To move from humans to mosquitoes, malaria requires a small group of specialised parasites that are produced in the infected human's blood stream but lie dormant until they are taken up by a feeding mosquito. To target CAX, a new drug treatment would need to accumulate within these dormant parasites and remain active throughout their sexual reproduction inside a mosquito, when CAX is essential. This could kill the parasite before it developed fully and prevent the infection from being passed on.

Most current anti-malarials do not target these dormant parasites capable of sexual reproduction, which have little if any effect on the health of the host.
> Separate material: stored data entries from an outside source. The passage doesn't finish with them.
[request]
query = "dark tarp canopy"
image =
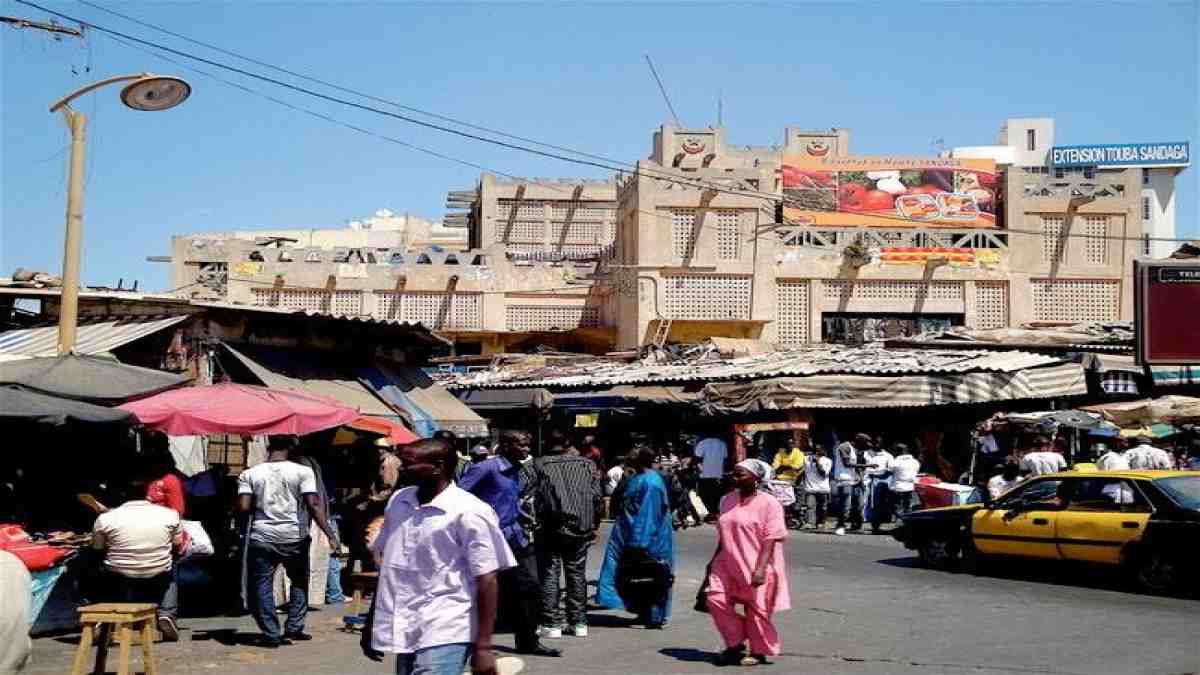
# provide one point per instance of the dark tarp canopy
(95, 380)
(18, 405)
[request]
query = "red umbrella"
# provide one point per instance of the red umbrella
(396, 434)
(239, 408)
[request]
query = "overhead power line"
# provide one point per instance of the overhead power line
(601, 162)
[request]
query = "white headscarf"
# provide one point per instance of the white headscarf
(760, 469)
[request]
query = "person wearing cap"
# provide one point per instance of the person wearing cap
(749, 568)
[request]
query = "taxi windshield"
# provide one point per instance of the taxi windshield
(1183, 489)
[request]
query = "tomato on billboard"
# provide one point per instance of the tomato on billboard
(891, 191)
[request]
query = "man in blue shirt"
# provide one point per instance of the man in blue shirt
(497, 482)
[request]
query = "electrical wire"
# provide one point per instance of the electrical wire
(639, 171)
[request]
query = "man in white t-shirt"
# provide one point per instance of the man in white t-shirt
(712, 453)
(905, 469)
(1042, 460)
(282, 496)
(138, 539)
(816, 485)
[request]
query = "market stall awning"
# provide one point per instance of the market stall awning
(532, 399)
(95, 380)
(94, 336)
(298, 371)
(885, 392)
(239, 408)
(18, 405)
(430, 405)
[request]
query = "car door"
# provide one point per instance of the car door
(1023, 523)
(1102, 517)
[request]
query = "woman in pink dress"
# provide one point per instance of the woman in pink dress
(748, 569)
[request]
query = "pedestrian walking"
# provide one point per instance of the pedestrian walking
(847, 483)
(642, 530)
(713, 453)
(568, 497)
(749, 568)
(281, 497)
(139, 541)
(439, 554)
(905, 469)
(816, 485)
(497, 482)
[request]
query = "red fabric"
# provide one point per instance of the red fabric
(168, 491)
(238, 408)
(396, 434)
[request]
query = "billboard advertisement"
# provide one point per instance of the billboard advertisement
(891, 191)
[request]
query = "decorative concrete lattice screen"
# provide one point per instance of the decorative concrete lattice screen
(792, 311)
(991, 304)
(534, 210)
(729, 236)
(1051, 238)
(339, 303)
(707, 297)
(525, 232)
(551, 317)
(436, 310)
(1096, 244)
(683, 232)
(1075, 299)
(903, 291)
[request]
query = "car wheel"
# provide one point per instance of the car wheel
(940, 551)
(1157, 573)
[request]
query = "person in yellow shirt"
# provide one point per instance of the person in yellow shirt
(789, 464)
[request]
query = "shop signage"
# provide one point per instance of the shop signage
(1122, 155)
(1165, 293)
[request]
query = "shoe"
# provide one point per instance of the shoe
(168, 628)
(540, 650)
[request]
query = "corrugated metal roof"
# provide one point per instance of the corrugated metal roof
(823, 359)
(93, 336)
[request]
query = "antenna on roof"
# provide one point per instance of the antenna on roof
(663, 89)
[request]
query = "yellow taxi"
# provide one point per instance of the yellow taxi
(1143, 520)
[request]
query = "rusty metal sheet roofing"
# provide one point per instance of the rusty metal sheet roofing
(825, 359)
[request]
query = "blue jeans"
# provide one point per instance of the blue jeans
(847, 503)
(262, 560)
(442, 659)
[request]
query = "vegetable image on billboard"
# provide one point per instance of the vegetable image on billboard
(891, 191)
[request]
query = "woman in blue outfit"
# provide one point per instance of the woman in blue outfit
(642, 525)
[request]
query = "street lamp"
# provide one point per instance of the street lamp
(145, 91)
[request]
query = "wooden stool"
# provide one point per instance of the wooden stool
(126, 619)
(360, 583)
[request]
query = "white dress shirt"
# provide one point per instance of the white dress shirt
(430, 557)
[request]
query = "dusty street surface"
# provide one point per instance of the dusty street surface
(861, 607)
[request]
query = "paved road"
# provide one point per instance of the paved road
(862, 605)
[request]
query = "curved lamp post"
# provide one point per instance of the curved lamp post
(145, 91)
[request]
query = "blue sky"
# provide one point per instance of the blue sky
(898, 75)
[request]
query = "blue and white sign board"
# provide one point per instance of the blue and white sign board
(1122, 155)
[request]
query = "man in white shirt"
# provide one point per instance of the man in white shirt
(1145, 457)
(1042, 460)
(1110, 460)
(138, 539)
(905, 469)
(282, 496)
(713, 454)
(879, 467)
(439, 553)
(816, 484)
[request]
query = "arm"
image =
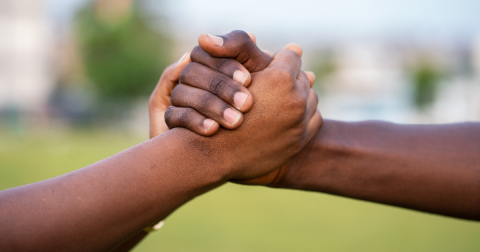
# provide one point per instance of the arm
(431, 168)
(98, 207)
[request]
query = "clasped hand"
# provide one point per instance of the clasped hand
(265, 106)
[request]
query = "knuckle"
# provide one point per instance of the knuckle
(241, 36)
(196, 53)
(175, 96)
(217, 84)
(206, 101)
(220, 64)
(184, 74)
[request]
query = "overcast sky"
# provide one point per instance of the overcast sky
(310, 18)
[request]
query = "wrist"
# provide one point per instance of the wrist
(318, 162)
(194, 170)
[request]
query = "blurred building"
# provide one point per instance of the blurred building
(27, 74)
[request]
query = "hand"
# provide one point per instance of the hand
(282, 121)
(160, 98)
(233, 45)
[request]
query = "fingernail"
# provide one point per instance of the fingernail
(312, 73)
(240, 76)
(232, 116)
(240, 98)
(216, 41)
(208, 123)
(183, 57)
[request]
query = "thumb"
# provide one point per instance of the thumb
(237, 45)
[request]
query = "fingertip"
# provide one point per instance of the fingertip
(210, 127)
(294, 47)
(179, 66)
(252, 37)
(311, 77)
(241, 76)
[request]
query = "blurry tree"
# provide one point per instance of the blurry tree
(425, 78)
(123, 55)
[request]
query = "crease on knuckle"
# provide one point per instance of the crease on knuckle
(217, 85)
(205, 101)
(170, 117)
(220, 64)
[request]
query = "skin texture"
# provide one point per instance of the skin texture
(430, 168)
(98, 207)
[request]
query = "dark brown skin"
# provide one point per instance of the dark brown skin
(98, 207)
(430, 168)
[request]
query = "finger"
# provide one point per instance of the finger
(294, 47)
(190, 119)
(232, 92)
(302, 79)
(207, 104)
(237, 45)
(315, 123)
(287, 61)
(252, 37)
(160, 98)
(311, 77)
(229, 67)
(312, 103)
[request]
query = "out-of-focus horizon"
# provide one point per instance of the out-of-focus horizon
(402, 61)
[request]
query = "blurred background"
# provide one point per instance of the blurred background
(75, 76)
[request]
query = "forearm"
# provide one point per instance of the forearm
(97, 207)
(433, 168)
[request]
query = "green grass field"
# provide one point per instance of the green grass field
(240, 218)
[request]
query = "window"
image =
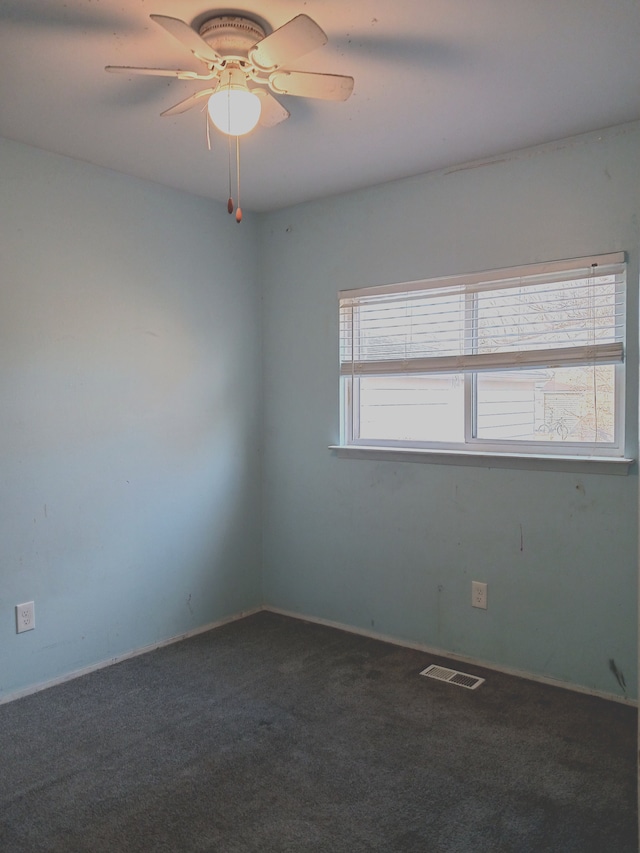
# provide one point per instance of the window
(527, 360)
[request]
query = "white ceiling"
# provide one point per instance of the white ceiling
(437, 83)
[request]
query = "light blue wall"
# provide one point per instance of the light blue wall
(130, 419)
(392, 547)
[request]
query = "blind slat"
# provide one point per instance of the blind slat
(611, 353)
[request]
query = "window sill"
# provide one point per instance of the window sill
(527, 462)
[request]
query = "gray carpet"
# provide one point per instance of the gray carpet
(271, 734)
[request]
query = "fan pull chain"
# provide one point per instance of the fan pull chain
(230, 202)
(239, 209)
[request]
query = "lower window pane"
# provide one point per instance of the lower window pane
(568, 404)
(412, 408)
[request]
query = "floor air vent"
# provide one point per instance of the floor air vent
(441, 673)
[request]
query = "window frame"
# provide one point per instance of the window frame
(472, 444)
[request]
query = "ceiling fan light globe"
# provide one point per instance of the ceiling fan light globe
(235, 111)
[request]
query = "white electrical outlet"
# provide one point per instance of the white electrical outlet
(25, 617)
(479, 594)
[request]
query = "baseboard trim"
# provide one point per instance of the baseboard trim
(78, 673)
(443, 653)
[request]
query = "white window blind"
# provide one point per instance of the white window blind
(535, 319)
(526, 357)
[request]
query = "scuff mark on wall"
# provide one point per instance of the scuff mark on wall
(618, 674)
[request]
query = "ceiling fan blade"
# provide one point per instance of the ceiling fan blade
(159, 72)
(188, 37)
(329, 87)
(189, 102)
(272, 112)
(298, 36)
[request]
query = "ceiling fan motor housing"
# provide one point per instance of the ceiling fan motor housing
(231, 35)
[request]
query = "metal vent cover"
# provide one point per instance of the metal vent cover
(462, 679)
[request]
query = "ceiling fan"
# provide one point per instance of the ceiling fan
(238, 55)
(242, 63)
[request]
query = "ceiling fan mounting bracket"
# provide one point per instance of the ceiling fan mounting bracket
(231, 34)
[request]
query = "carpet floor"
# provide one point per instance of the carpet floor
(273, 734)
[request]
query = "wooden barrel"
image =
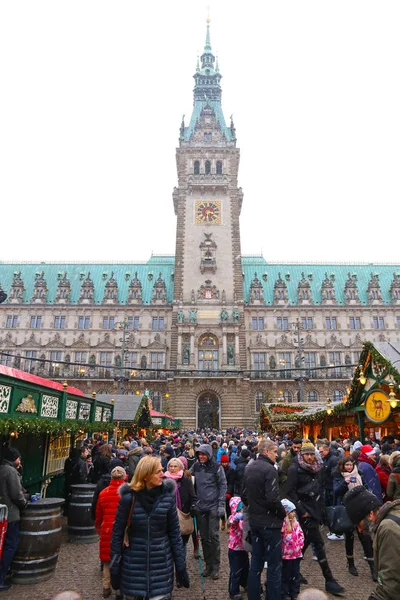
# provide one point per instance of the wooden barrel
(39, 542)
(81, 528)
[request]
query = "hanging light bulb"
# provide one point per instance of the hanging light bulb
(362, 379)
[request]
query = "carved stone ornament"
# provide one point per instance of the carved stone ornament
(256, 291)
(207, 291)
(304, 291)
(350, 290)
(159, 291)
(328, 295)
(87, 291)
(135, 290)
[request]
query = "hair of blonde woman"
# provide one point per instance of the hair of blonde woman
(265, 446)
(105, 450)
(178, 462)
(312, 594)
(384, 460)
(146, 467)
(393, 458)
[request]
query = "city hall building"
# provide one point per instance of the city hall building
(209, 332)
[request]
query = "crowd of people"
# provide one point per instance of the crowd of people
(271, 494)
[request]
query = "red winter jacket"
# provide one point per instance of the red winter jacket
(106, 509)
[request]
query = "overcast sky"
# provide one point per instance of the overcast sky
(92, 96)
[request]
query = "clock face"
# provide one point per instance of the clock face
(207, 212)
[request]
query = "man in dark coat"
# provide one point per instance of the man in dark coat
(266, 514)
(306, 491)
(211, 489)
(11, 494)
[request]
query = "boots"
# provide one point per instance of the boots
(374, 574)
(351, 566)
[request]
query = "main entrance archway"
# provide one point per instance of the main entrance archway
(208, 410)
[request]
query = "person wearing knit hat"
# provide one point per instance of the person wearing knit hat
(11, 494)
(366, 513)
(366, 467)
(305, 488)
(106, 510)
(292, 551)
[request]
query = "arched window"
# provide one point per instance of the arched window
(287, 396)
(259, 401)
(337, 396)
(312, 397)
(208, 353)
(156, 401)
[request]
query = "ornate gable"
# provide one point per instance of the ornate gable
(328, 295)
(63, 295)
(135, 291)
(335, 344)
(374, 290)
(87, 291)
(159, 291)
(40, 290)
(17, 289)
(350, 290)
(284, 343)
(304, 291)
(55, 342)
(256, 291)
(111, 291)
(280, 291)
(395, 289)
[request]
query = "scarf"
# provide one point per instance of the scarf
(314, 467)
(174, 476)
(354, 474)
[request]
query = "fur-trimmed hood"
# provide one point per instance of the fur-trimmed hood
(168, 485)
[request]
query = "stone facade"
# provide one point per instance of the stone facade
(210, 332)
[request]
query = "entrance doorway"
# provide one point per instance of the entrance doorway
(208, 413)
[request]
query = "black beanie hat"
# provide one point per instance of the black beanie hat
(11, 454)
(359, 502)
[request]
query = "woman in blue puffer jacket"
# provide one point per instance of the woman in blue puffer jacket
(145, 568)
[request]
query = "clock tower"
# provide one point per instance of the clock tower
(208, 325)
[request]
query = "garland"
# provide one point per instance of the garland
(41, 426)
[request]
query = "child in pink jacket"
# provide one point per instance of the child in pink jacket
(238, 557)
(292, 552)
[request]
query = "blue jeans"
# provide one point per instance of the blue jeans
(266, 547)
(238, 570)
(10, 546)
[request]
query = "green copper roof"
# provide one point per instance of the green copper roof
(100, 274)
(207, 91)
(149, 272)
(315, 274)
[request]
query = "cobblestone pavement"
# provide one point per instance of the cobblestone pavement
(78, 569)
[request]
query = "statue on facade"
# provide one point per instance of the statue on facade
(236, 316)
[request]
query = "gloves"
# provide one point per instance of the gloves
(115, 580)
(182, 578)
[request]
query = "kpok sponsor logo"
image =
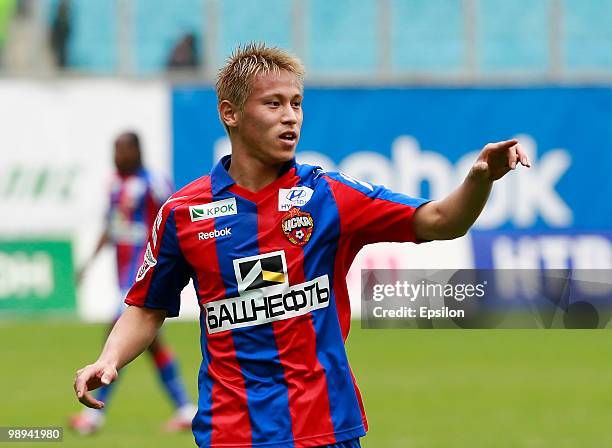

So they do not prevent them from being passed to mosquitoes. Instead, they target the parasite's asexual reproduction cells, which spread infection by multiplying inside the red blood cells of the host.

Dr Staines said: "Although this study has identified CAX as an excellent drug target and provides the necessary tools to exploit this discovery, further work is needed to identify potent inhibitors of the transporter. This work is a step in the right direction towards preventing infection transmitting between humans."